Monsanto spokesman Lee Quarles said: "They're attempting to distract from what is really on trial here, which is their willful infringement of our patent.".
"This suit will highlight that DuPont/Pioneer's unauthorized use of Monsanto's patented Roundup Ready technology was done without authorization under any license and without payment," said Quarles. "This trial will now establish the accountability and financial liability for DuPont/Pioneer's improper use of the Roundup Ready technology."
Quarles said Monsanto has been open to discussions about collaborative commercialization, but DuPont has focused instead on attacking Monsanto.
Both companies have strong positions in the U.S. seed industry and have been racing each other and other competitors to develop higher-yielding crops through genetic modifications and other means. Roundup Ready soybeans and other crops have become wildly popular with farmers, and have become the base for other 'stacks' of genetic traits developed for crops.
Thus control and use of the technology is a critical issue.
Monsanto zealously guards it patented technology, and sued DuPont in May 2009 for what it said was unauthorized use of the Roundup Ready herbicide tolerant product. Monsanto said DuPont's Optimum Gat soybean seed was a failure as a competitor to Roundup Ready, leading DuPont to include the licensed Roundup Ready trait in combination with its own glyphosate-resistant genetic trait.

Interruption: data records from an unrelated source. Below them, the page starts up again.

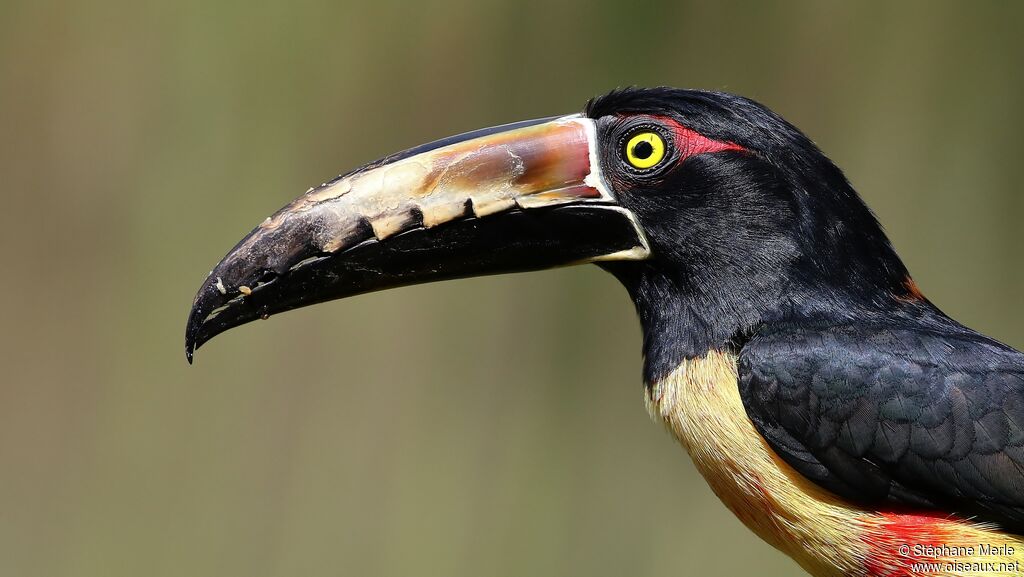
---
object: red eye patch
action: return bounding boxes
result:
[650,116,746,162]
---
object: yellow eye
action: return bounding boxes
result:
[626,131,665,169]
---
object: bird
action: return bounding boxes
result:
[185,87,1024,577]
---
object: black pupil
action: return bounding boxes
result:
[633,140,654,160]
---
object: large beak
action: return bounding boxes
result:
[185,116,649,362]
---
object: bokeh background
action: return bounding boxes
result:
[0,0,1024,577]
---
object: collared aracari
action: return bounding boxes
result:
[185,88,1024,577]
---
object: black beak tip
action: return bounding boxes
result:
[185,305,203,365]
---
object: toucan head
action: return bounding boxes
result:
[185,84,914,377]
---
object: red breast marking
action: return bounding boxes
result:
[651,116,749,162]
[864,512,955,577]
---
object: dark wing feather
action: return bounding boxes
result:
[739,325,1024,532]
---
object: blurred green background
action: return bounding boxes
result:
[0,0,1024,577]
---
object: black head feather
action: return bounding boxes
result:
[585,88,932,382]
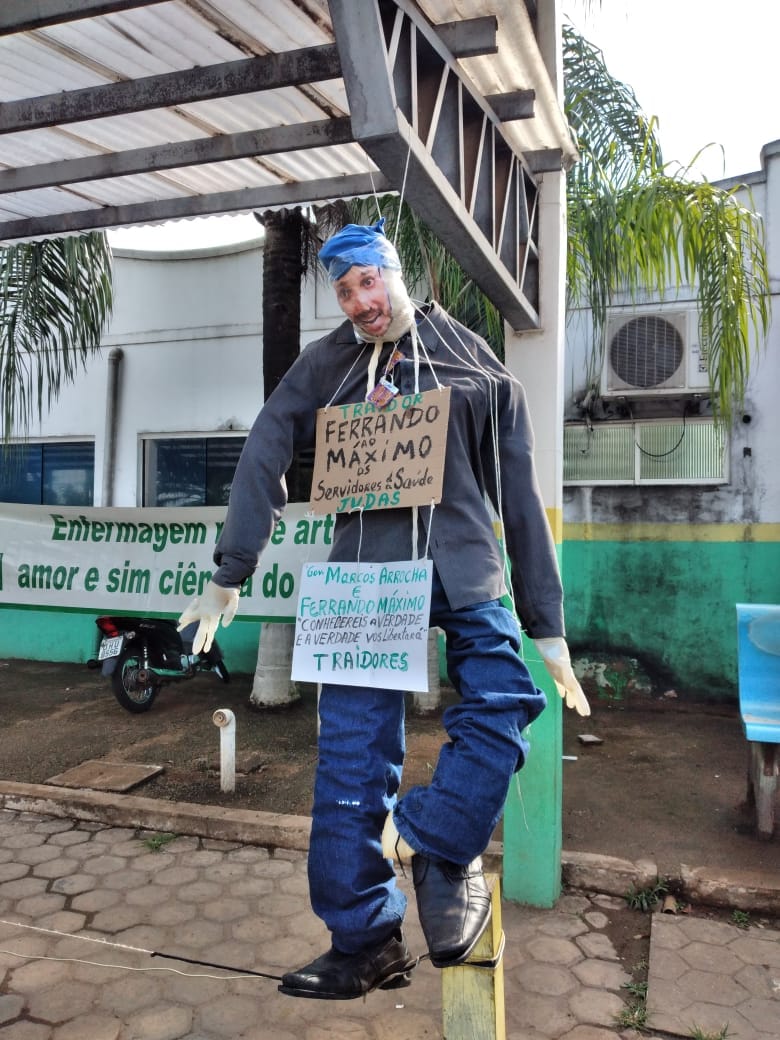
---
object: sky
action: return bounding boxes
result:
[109,0,780,250]
[562,0,780,180]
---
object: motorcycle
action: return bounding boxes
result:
[87,616,230,713]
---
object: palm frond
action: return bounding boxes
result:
[564,26,771,422]
[0,233,112,442]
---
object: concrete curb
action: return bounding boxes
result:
[0,780,780,916]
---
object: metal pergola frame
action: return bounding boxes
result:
[0,0,573,330]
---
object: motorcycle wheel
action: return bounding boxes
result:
[111,649,159,714]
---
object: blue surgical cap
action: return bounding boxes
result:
[319,216,400,282]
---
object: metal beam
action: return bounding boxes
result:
[0,44,341,133]
[525,148,564,174]
[0,116,354,194]
[0,174,392,244]
[436,15,498,58]
[363,123,540,331]
[485,90,537,123]
[0,0,163,36]
[329,0,540,330]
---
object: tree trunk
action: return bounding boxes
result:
[250,209,313,707]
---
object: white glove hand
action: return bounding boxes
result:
[534,635,591,716]
[177,581,238,653]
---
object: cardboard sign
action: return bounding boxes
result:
[292,560,433,693]
[310,387,449,514]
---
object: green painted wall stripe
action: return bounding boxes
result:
[564,523,780,542]
[563,524,780,700]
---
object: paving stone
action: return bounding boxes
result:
[647,917,780,1040]
[574,932,618,961]
[196,996,268,1038]
[571,960,631,991]
[1,1021,52,1040]
[0,993,24,1025]
[17,892,64,919]
[0,810,780,1040]
[51,874,97,898]
[27,979,97,1025]
[52,1014,122,1040]
[15,846,61,878]
[0,849,30,881]
[512,961,577,996]
[569,987,625,1026]
[526,935,582,965]
[561,1025,628,1040]
[127,1005,192,1040]
[96,973,163,1022]
[49,830,89,849]
[0,867,46,900]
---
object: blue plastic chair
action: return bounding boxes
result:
[736,603,780,839]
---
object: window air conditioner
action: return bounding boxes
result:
[601,308,709,397]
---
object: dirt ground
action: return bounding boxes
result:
[0,660,780,875]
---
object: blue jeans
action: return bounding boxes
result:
[309,570,546,954]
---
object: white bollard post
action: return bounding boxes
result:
[211,708,236,791]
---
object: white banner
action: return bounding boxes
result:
[0,503,335,621]
[292,560,433,693]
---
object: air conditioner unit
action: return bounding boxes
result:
[601,308,709,397]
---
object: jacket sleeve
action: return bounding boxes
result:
[212,341,317,589]
[483,362,565,639]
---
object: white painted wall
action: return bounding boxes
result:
[563,141,780,523]
[23,240,343,505]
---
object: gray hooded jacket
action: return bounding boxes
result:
[213,304,565,639]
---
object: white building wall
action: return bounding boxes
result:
[23,239,343,505]
[564,141,780,523]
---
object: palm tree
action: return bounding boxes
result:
[0,232,113,444]
[353,25,770,422]
[564,25,770,422]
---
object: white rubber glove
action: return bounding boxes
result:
[177,581,238,653]
[534,635,591,716]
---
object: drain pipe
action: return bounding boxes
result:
[101,346,125,505]
[211,708,236,792]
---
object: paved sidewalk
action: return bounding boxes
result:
[0,809,780,1040]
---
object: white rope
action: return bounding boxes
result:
[0,948,260,982]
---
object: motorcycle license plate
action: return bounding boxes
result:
[98,635,125,660]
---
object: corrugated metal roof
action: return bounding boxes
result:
[0,0,576,328]
[0,0,573,235]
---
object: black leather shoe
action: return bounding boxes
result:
[279,931,417,1000]
[412,854,490,968]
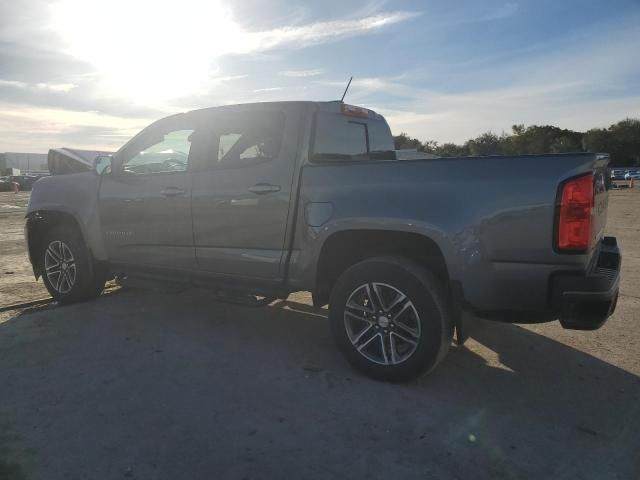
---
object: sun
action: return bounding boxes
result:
[51,0,247,103]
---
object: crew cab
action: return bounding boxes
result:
[25,102,620,381]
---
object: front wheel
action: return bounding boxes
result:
[329,257,453,381]
[41,226,106,304]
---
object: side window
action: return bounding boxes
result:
[122,129,194,175]
[313,113,369,156]
[213,112,284,166]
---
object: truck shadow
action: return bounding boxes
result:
[0,292,640,479]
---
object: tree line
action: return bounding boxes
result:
[393,118,640,167]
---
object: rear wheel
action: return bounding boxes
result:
[329,257,453,381]
[41,226,106,304]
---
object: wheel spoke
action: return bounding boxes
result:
[385,292,407,312]
[47,244,62,263]
[352,324,373,344]
[391,300,413,322]
[391,331,418,345]
[358,333,380,352]
[346,302,375,315]
[389,333,398,363]
[380,335,389,365]
[370,283,387,312]
[56,270,64,291]
[344,282,421,365]
[44,262,60,273]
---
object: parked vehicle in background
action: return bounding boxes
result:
[9,175,42,191]
[25,102,620,380]
[0,177,14,192]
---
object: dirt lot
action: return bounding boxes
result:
[0,190,640,480]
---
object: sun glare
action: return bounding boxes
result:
[52,0,249,102]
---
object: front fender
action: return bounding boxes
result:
[27,172,107,260]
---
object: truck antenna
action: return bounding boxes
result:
[340,77,353,103]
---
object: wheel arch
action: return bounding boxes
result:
[25,209,92,279]
[312,228,451,306]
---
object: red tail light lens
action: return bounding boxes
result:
[557,175,594,252]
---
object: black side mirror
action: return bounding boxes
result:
[93,155,111,175]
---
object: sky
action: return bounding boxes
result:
[0,0,640,153]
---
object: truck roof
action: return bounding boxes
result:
[187,100,382,119]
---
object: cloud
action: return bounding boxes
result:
[280,68,324,78]
[328,23,640,142]
[245,12,421,53]
[253,87,282,93]
[472,2,520,22]
[0,78,78,93]
[0,103,150,153]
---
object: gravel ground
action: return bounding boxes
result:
[0,190,640,480]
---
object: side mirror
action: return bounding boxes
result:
[93,155,111,175]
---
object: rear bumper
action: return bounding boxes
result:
[551,237,621,330]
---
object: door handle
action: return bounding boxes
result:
[249,183,281,195]
[160,187,187,197]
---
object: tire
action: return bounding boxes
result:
[329,257,454,382]
[40,225,106,305]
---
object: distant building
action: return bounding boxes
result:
[0,152,48,172]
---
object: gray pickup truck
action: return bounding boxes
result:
[25,102,620,380]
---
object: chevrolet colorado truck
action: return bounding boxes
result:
[25,102,620,381]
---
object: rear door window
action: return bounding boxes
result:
[210,112,284,167]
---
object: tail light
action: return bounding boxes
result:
[556,174,594,253]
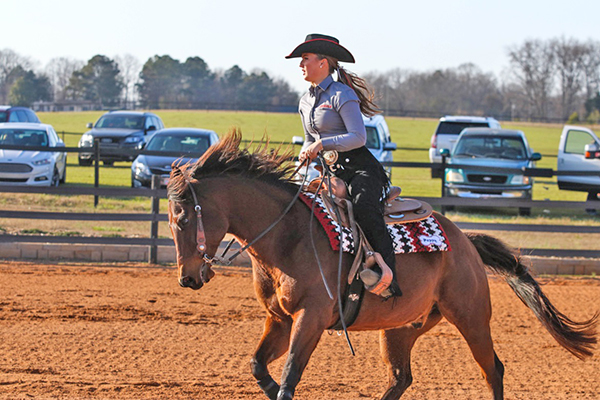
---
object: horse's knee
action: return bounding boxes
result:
[494,352,504,378]
[250,358,279,400]
[250,357,269,379]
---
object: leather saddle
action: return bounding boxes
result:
[306,177,432,297]
[306,177,433,228]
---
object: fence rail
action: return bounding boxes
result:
[0,141,600,263]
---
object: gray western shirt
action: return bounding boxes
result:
[298,75,367,151]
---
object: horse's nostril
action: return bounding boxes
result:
[179,276,194,287]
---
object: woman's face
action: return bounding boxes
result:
[300,53,329,85]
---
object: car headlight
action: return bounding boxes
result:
[446,169,465,183]
[79,133,94,147]
[124,136,142,143]
[510,175,531,185]
[31,158,52,166]
[133,162,151,175]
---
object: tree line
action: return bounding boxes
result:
[0,37,600,122]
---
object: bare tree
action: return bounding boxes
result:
[550,37,587,120]
[0,49,33,103]
[45,57,85,101]
[582,40,600,100]
[508,40,555,118]
[114,54,142,105]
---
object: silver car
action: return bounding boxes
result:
[0,123,67,186]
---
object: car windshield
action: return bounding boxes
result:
[435,121,489,135]
[452,136,527,160]
[0,129,48,147]
[96,115,144,129]
[146,135,210,153]
[365,126,380,149]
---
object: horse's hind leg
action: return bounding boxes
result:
[440,285,504,400]
[379,308,442,400]
[250,317,291,400]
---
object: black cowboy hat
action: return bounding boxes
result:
[285,33,355,63]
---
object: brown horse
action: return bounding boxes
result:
[168,132,598,400]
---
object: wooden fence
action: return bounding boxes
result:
[0,143,600,263]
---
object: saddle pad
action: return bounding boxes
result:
[300,192,451,254]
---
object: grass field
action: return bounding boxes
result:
[0,110,600,249]
[40,110,585,201]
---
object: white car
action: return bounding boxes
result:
[429,115,500,163]
[0,123,67,186]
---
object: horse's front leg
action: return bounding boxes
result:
[250,316,292,400]
[277,309,328,400]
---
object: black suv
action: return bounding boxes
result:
[79,111,164,166]
[0,106,40,124]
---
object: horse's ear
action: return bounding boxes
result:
[171,163,183,178]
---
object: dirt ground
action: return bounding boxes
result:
[0,262,600,400]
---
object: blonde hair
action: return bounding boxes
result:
[317,54,381,117]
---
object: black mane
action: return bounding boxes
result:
[167,129,294,201]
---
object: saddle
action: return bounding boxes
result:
[306,177,433,297]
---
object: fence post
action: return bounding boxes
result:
[94,138,100,208]
[148,175,160,264]
[440,154,446,215]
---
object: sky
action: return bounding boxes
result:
[0,0,600,92]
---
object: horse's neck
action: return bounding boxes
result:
[219,180,293,242]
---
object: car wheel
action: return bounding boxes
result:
[79,158,92,167]
[50,167,60,187]
[519,207,531,217]
[59,165,67,183]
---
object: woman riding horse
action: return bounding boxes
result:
[168,132,598,400]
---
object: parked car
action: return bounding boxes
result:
[0,122,67,186]
[292,115,397,182]
[556,125,600,200]
[0,106,40,124]
[442,128,542,215]
[79,111,164,166]
[131,128,219,187]
[429,115,500,178]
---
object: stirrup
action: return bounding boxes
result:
[360,252,394,297]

The U.S. District Court in St. Louis ruled in 2010 that the Roundup Ready license agreements between DuPont and Monsanto contain an unwritten "implied" term that prohibited DuPont from stacking its Optimum GAT trait with Monsanto's Roundup Ready trait in soybeans or corn.
But the court said its ruling was narrow, and said that DuPont's separate antitrust and patent fraud claims were not impacted by that ruling and could proceed.
The case is in Re: Monsanto Co vs E.I. Dupont De Nemours, U.S. District Court, Eastern District of Missouri, No. 09-00686.